Every time I pick up a newspaper, turn on the radio, or tune in to the local or national TV news, all I hear about is how bad the residential housing market is performing. Foreclosures are at an all-time high. Lending institutions and mortgage companies are laying off workers or closing their doors altogether. Homebuilders' stock prices are taking a beating, and inventory levels are on the rise. These media groups sure know how to paint an ugly picture, don't they? The question is, are they justified in their coverage of this important topic? Sure they are. Let's take a look at some numbers.
According to an August 16th press release issued by the U.S. Census Bureau and the Department of Housing and Urban Development, building permits for privately owned housing units in July were at a seasonally adjusted annual rate of 1,373,000. This is 2.8% below the revised June value of 1,413,000 and 22.6% below the revised July 2006 figure.

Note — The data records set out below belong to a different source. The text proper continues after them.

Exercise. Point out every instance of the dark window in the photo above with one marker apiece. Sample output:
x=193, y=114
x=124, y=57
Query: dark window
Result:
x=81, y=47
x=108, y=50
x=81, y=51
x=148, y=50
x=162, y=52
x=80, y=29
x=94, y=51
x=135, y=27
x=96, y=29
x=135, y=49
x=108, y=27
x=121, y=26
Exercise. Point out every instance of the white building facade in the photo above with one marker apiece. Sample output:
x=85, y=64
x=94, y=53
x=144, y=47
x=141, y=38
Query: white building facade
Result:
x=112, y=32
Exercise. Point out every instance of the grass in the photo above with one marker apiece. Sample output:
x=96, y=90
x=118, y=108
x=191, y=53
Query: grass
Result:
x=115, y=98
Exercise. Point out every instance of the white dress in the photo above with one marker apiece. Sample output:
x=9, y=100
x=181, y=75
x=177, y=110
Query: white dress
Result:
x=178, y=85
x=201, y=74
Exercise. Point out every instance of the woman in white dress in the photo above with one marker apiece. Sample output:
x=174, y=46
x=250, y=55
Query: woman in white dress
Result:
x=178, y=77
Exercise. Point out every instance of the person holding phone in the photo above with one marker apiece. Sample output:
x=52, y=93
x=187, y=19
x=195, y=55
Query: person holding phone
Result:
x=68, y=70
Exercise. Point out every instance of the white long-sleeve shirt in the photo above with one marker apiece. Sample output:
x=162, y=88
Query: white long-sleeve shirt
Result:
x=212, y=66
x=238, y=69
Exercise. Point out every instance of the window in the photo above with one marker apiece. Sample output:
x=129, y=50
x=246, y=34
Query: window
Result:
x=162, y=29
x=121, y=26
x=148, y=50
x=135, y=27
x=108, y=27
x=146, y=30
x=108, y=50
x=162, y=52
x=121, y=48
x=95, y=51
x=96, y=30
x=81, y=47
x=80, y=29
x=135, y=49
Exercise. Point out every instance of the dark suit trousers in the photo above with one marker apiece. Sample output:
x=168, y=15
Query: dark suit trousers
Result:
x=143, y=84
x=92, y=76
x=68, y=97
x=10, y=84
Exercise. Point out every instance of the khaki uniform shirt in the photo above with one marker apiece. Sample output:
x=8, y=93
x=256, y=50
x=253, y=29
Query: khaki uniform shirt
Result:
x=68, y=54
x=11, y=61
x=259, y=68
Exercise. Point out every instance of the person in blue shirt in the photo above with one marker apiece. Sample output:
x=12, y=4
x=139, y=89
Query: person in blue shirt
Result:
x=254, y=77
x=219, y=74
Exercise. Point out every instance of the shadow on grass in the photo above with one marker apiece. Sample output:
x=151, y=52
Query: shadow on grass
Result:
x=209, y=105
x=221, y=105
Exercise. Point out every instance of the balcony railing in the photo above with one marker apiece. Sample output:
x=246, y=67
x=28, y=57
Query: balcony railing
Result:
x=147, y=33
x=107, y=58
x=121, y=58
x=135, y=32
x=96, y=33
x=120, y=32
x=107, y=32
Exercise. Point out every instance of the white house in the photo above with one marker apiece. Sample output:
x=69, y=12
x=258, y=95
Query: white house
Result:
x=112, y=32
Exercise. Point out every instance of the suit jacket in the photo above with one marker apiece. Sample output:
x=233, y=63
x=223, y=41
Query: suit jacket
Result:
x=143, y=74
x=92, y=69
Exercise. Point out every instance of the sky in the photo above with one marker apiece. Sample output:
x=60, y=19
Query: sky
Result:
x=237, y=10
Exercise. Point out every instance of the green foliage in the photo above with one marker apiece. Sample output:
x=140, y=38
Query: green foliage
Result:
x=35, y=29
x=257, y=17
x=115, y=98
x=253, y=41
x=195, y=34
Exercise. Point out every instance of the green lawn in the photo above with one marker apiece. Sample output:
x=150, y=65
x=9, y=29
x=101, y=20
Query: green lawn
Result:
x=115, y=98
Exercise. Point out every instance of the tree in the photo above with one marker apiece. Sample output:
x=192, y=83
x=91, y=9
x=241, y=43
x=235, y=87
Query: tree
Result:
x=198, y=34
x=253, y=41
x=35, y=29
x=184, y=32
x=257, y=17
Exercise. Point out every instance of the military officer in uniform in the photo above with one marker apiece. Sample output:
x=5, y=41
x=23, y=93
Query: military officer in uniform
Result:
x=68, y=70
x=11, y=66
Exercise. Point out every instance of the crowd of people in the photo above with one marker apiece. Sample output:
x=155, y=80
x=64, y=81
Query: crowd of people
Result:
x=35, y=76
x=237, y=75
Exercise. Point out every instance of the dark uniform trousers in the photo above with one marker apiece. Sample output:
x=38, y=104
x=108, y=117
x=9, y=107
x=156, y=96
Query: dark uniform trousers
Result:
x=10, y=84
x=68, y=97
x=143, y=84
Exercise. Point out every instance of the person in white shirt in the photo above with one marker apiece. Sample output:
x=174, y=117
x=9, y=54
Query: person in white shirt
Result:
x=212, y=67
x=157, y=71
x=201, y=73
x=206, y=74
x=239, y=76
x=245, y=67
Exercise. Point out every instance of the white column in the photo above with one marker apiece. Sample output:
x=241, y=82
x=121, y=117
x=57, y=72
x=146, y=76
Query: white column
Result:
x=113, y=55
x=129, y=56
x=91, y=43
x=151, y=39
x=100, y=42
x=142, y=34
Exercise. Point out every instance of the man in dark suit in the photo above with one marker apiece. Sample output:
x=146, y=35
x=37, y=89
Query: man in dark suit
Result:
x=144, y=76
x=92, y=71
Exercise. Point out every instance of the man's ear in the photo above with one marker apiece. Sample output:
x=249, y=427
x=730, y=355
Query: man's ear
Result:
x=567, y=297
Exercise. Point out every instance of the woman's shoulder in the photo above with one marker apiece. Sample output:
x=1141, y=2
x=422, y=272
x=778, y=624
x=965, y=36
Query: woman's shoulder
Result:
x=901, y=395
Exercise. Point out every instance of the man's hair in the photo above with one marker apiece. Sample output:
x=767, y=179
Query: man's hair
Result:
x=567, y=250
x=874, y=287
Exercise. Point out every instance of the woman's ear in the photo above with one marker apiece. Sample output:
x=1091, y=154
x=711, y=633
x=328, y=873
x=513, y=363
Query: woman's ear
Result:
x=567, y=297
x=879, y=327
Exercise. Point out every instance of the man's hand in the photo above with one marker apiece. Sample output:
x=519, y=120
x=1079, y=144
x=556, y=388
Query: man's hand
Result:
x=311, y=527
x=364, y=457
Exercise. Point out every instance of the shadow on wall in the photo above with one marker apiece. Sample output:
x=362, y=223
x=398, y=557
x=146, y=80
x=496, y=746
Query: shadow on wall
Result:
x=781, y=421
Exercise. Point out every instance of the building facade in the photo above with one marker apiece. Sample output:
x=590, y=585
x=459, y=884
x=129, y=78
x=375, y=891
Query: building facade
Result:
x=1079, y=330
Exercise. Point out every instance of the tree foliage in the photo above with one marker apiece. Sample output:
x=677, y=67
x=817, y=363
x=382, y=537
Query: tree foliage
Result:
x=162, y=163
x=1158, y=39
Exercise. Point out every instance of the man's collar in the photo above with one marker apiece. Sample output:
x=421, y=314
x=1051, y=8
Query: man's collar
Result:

Privately owned housing starts were at a seasonally adjusted annual rate of 1,381,000. This is 6.1% below the revised June estimate of 1,470,000 and 20.9% below the revised July 2006 rate of 1,746,000. Single-family housing starts in July came in at 1,070,000, which is 7.3% below the June rate of 1,154,000. In addition, a September 4th construction report issued by the Census Bureau reported an 18% drop in residential construction compared to the same period in 2006.
But for those of us in the electrical construction field, this should come as no surprise. We all knew the residential market was long overdue for a slowdown. In fact, we're lucky the decline didn't begin a year or two earlier. What annoys me most is that the same media groups spreading gloom on the residential housing front gloss over all of the positive news coming out of the construction arena — namely the strength of the nonresidential sector.
According to the same September 4th Census Bureau report noted above, private nonresidential construction rose 0.4% in July and is up 17% year-to-date. Commercial construction is up too, posting a 15% year-to-date rise. Private office construction is up 22% for the year, and lodging is currently posting a 60% year-to-date increase. In addition, the power sector is up 19% and private health care 13% for the year. On the public side of the street, the education sector is up 12% for the year, helping support an 11% year-to-date improvement in the public construction sector. All-in-all, very strong numbers are being posted for most of the nonresidential markets. So why am I hard pressed to find this being reported in the general news?
This rejuvenation of projects in the nonresidential sector not only bodes well for the general public, but also for EC&M's Top 50 electrical contractors. I don't want to steal any thunder from Staff Writer Beck Ireland, but a review of this year's Top 50 report (starting on page 46) is full of good news and positive vibes. The outlook for the remainder of this year and into 2008 is also optimistic. So, if you're as sick and tired of listening to all those negative housing reports in the press as I am, then give your spirit a lift by reading this month's cover story on how the biggest construction companies in the electrical market are reaping the benefits of a strong nonresidential construction market. And remember, the key to making sure you and your business fall in the “positive number” category is to anticipate these types of shifts in construction activity before they occur, giving you ample time to adapt, adjust, and take action.